A "one in a million" ghost ship first spotted floating off the African coast six months ago has washed up onto rocks west of Ballycotton in Co Cork.

'One in a million': Ghost ship from African coast washes up on rocks in Cork

A "one in a million" ghost ship first spotted floating off the African coast six months ago has washed up onto rocks west of Ballycotton in Co Cork.

The 77 metre MV Alta cargo ship, which is sailing under a Tanzanian flag, was spotted by a jogger this morning at around noon.

The Waterford Coast Guard confirmed that it had checked out the vessel, which a spokesman said was firmly caught on rocks west of Ballycotton, and had confirmed that it is not polluting the nearby area and that no one is on board.

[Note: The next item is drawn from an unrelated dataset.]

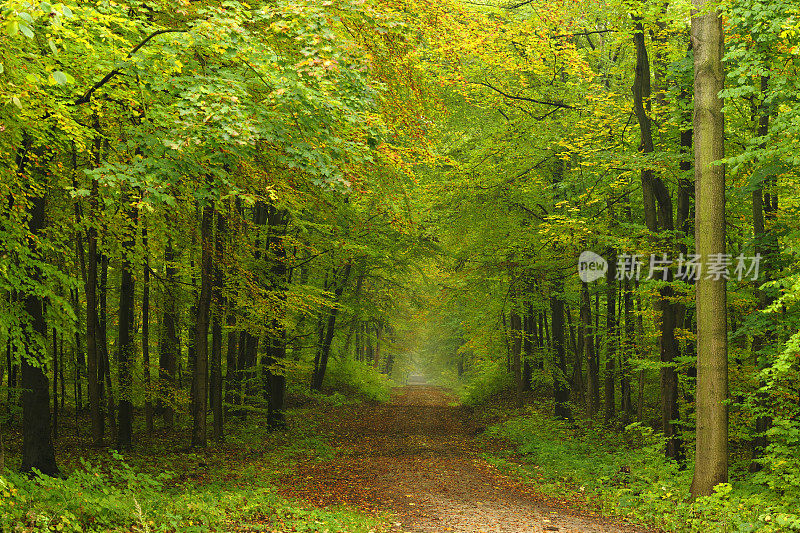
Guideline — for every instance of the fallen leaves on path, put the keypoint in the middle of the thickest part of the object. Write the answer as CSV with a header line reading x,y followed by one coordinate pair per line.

"It is quite uncommon," the Coast Guard spokesman said, adding that its current location was almost certainly due to Storm Dennis, and that it most likely came aground last night.

While its current location comes as a huge surprise, there is also mystery as to how the cargo ship, built in 1976, came to be floating around the Atlantic Ocean without anyone on board.

Last September it was reported that the UK Royal Navy's Devonport-based HMS Protector had come across the MV Alta in the Mid-Atlantic.

It emerged that in September 2018 the ship some 1,300 miles southeast of Bermuda with 10 crew onboard.

It was reported that all crew were rescued, but efforts by marine sources to find out more threw up speculation that it may previously have been hijacked, at least once, if not twice over its lifetime.

The Irish Coast Guard believe the ship is now safely snagged on the rocks, although what happens to it now is unsure.

If it did begin to float again, because of another storm or an extremely high tide, it could also pose problems.

Among those taking an interest is Ballycotton RNLI Lifeboat Operations manager John Tattan, who said: "This is one in a million."

"It has come all the way up from the African coast, west of the Spanish coast, west of the English coast and up to the Irish coast.

"I have never, ever seen anything abandoned like that before."

Mr Tattan said it was a wonder how it had not been detected by one of the fishing vessels off the south coast before it pitched up on the rocks.

His understanding was that efforts were being made to uncover who owns the ship, but for now its new home is the coast of east Cork.